Neutrons, with protons and electrons, make up an atom. They are the particles in an atom that has a neutral charge. Neutrons and protons are found in the nucleus of an atom. Unlike protons, which have a positive charge, or electrons, which have a negative charge, neutrons have zero charges which mean they are neutral particles. They play a major role in the mass and radioactive properties of atoms. They bind with protons with the residual strong force. The attractive ‘strong’ force that holds the nucleus together affects both protons and neutrons in the same way.

Neutrons were predicted by Ernest Rutherford, and discovered by James Chadwick, in 1932. Atoms were fired at a thin pane of beryllium. Particles emerged which had no charge, and he called these ‘neutrons’. They were later added to the modern image of the atom.

Neutrons are present in almost all atomic nuclei except for Hydrogen. They have a mass of 1.675 × 10-24g, which is a little heavier than the proton. They are 1839 times heavier than electrons.
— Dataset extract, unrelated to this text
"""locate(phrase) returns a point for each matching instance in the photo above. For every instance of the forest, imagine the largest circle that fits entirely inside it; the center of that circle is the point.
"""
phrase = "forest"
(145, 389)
Atoms with the same number of protons in the nucleus, but different numbers of neutrons are referred to as isotopes of the same element. Like all hadrons, neutrons are made of quarks. A neutron is made of two down quarks and one up quark. One up quark has a charge of +2/3, and the two down quarks each have a charge of -1/3. The fact that these charges cancel out is why neutrons have a neutral (0) charge. Quarks are held together by gluons. The neutron is a baryon, which means it is a massive particle that is made up of 3 quarks (1 up quark and 2 down quarks). They are stable inside a nucleus. This structural stability is lost when neutrons are in a free, independent state.


Neutrons can be found in almost all atoms together with protons and electrons. Hydrogen-1 is the only exception. Atoms with the same number of protons but a different number of neutrons are called isotopes of the same element.

The number of neutrons in an atom does not affect its chemical properties. However, it affects its half-life, a measure of its stability. An unstable isotope has a short half-life, in which half of it decays to lighter elements.